Maurizio Platini, omicida-suicida
Maurizio Platini, omicida-suicida

Cormano, 4 luglio 2018 - Lucido e determinato, si era presentato nell’azienda di famiglia impugnando un revolver 357 Magnum, caricato con cinque proiettili, per scaricarli sul padre e sulla compagna di quest’ultimo, prima di riservare l’ultimo colpo a se stesso. Un caso di omicidio-suicidio che affonda le sue radici in dissapori familiari vecchi e nuovi, quello che si è consumato lunedì sera negli uffici della Seri Cart, piccola impresa di grafica tra i capannoni di via Zara, al confine tra Cormano e Bollate. Maurizio Platini, 43 anni, sposato e senza figli, avrebbe deciso di farsi giustizia da solo dopo che il padre, Romano Platini, 64 anni, aveva comunicato di voler vendere l’azienda grafica di famiglia, nella quale lavorano 11 persone. E come primo atto aveva licenziato il figlio, forse per alleggerire i conti aziendali e rendere più appetibile la trattativa. Secondo quanto è stato ricostruito dai carabinieri di Sesto San Giovanni, l’uomo sarebbe arrivato nella Seri Cart intorno alle 18,30 e la tragedia si sarebbe consumata in pochi istanti. Maurizio avrebbe raggiunto il padre nel suo ufficio sparandogli un solo colpo alla testa. Poi si sarebbe diretto in un secondo ufficio, dove era presente Anita Salsi, 54 anni, di Novate Milanese, da anni legata sentimentalmente a Romano dopo che era rimasto vedovo e proprietaria di una piccola quota nella società. La donna è stata colpita al collo e al petto. In tutto Maurizio avrebbe esploso quattro colpi. Il cadavere del pluriomicida è stato trovato nel corridoio, dove si è sparato alla testa.

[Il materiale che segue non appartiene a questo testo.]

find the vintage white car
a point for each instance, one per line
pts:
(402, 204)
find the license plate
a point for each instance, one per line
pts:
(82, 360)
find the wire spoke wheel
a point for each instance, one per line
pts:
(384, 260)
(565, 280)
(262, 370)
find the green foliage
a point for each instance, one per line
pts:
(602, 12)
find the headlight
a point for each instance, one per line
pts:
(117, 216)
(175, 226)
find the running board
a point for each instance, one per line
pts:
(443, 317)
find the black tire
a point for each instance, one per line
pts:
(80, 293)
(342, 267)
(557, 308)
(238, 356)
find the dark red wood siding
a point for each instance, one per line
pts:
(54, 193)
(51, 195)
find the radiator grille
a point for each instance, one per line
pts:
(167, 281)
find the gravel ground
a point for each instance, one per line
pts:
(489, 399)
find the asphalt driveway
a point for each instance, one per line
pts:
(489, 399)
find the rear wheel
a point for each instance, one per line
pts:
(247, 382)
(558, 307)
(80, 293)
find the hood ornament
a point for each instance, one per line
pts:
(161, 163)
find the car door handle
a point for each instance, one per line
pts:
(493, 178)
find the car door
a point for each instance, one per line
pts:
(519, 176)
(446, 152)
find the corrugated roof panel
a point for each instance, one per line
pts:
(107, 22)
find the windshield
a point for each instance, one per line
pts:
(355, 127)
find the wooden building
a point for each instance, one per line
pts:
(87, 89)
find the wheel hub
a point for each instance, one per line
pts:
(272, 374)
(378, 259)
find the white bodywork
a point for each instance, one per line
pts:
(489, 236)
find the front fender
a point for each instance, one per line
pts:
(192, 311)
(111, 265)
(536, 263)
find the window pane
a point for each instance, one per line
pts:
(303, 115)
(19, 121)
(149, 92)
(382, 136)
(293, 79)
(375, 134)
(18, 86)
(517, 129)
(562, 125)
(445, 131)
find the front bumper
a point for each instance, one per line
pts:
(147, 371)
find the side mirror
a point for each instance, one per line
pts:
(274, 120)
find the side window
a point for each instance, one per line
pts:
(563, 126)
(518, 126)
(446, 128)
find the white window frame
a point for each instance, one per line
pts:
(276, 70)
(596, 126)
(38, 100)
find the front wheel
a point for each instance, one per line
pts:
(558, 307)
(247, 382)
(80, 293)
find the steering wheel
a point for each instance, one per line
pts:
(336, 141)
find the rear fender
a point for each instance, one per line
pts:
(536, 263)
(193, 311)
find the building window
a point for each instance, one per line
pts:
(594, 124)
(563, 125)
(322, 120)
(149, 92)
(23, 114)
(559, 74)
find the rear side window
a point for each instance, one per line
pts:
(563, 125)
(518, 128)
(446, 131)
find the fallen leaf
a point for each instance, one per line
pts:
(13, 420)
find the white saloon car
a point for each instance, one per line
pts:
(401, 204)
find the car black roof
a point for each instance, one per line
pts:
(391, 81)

Sul capannone di via Zara è poi calato un silenzio surreale fino alla tarda serata, poco prima delle 23,30, quando la moglie di Maurizio, non riuscendo a contattarlo si è recata in azienda con il fratello di lui, di 32 anni, scoprendo l’orribile tragedia. I conoscenti dicono che Maurizio era un ragazzo affabile, ma con una passione smisurata per le armi e per le guerre simulate. Possedeva regolarmente diverse pistole tra le quali la calibro 3,57 Magnum che gli è stata trovata stretta in pugno. La tesi dell’omicidio suicidio è stata subito privilegiata dai carabinieri del capitano Cosimo Vizzino che sta indagando su ordine del pm di Milano pm Cristiana Roveda.

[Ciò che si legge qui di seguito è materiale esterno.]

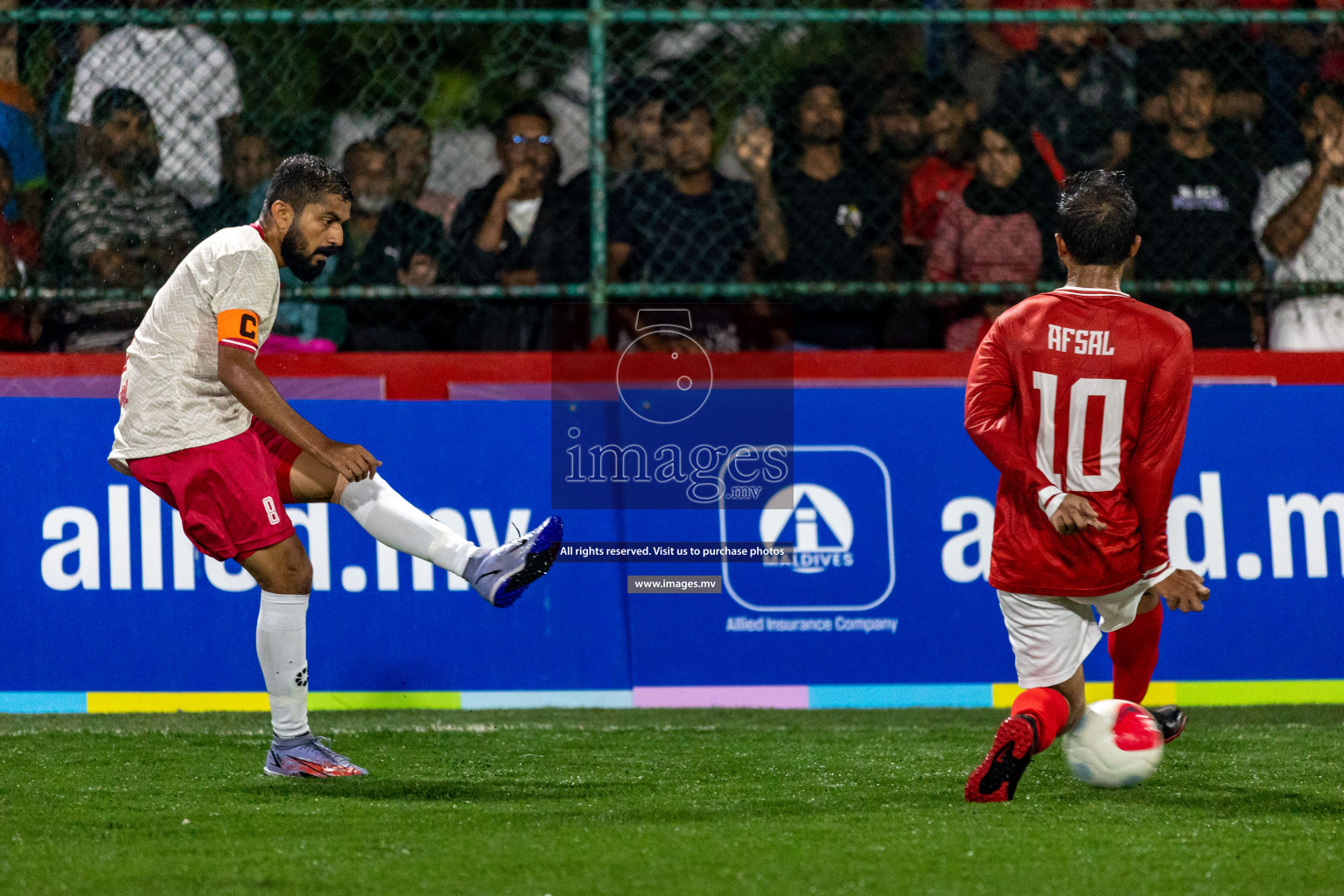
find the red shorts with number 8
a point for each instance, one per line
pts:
(231, 494)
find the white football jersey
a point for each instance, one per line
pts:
(171, 396)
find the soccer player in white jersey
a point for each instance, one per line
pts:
(205, 430)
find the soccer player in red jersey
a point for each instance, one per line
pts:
(1080, 398)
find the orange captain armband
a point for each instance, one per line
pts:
(238, 328)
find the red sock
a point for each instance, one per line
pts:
(1133, 652)
(1047, 707)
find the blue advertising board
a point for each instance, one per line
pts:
(889, 507)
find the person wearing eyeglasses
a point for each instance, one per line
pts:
(522, 228)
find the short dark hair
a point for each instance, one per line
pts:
(1098, 218)
(363, 145)
(1316, 89)
(1190, 62)
(677, 109)
(523, 108)
(634, 94)
(405, 118)
(810, 80)
(303, 178)
(945, 88)
(113, 100)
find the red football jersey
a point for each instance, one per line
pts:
(1081, 391)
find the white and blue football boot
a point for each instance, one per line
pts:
(501, 574)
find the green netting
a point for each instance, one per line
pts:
(840, 245)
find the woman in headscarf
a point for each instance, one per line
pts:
(1000, 228)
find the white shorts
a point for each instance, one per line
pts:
(1051, 635)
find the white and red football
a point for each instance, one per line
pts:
(1116, 745)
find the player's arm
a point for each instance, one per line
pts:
(992, 426)
(1153, 469)
(237, 358)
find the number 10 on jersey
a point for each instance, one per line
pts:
(1112, 422)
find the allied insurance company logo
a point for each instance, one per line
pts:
(814, 509)
(822, 536)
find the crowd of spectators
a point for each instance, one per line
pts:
(1233, 138)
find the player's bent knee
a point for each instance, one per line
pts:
(281, 569)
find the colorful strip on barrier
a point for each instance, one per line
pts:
(1188, 693)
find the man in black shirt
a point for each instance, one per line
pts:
(388, 243)
(522, 228)
(840, 220)
(690, 223)
(1195, 200)
(1080, 97)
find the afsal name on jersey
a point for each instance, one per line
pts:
(1080, 341)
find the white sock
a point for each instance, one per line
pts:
(283, 650)
(394, 522)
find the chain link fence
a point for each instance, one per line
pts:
(524, 176)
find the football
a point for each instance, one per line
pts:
(1116, 745)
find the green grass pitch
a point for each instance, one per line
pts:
(649, 802)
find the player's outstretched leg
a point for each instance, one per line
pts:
(285, 577)
(1133, 653)
(1038, 715)
(499, 575)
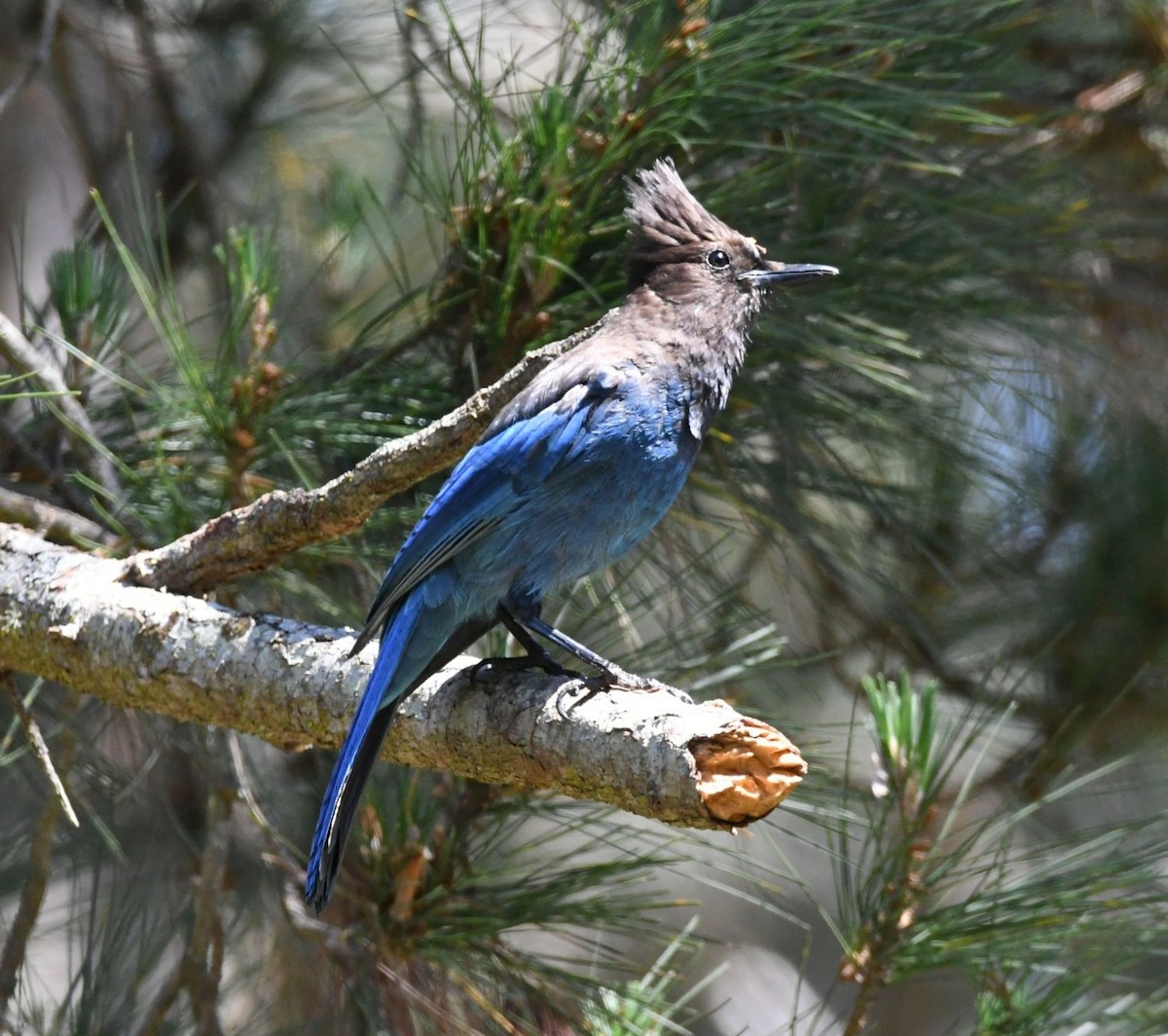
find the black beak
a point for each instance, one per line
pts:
(785, 274)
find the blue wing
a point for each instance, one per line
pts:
(536, 434)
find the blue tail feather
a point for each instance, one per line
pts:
(359, 753)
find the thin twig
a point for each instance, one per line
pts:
(18, 351)
(41, 750)
(40, 56)
(32, 896)
(262, 534)
(54, 523)
(203, 958)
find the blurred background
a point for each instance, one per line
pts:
(316, 224)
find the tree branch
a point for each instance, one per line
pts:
(260, 535)
(67, 615)
(20, 352)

Romano Platini emiliano d’origine e residente a Nova Milanese, aveva creato un’impresa di grafica che negli anni, e non senza difficoltà, era riuscita ad entrare nell’era digitale. Una prima società, la «Best & Seller» di Bollate era fallita, ma era stata tenuta in vita dalla Seri Cart con un contratto di affitto per salvare i dipendenti. Gli amici ricordano che amava riunire gli amici nel cortile di via Zara per delle cene in allegria: la prossima era programmata per domani. Aveva deciso di dire basta al lavoro e di coltivare la sua passione per i viaggi in moto con la compagna; per questo stava trattando la vendita del capannone cormanese e provava a cedere il resto dell’azienda, con base a Bollate, a colleghi del settore. Un cambio di vita che Murizio non condivideva e dal quale era stato escluso.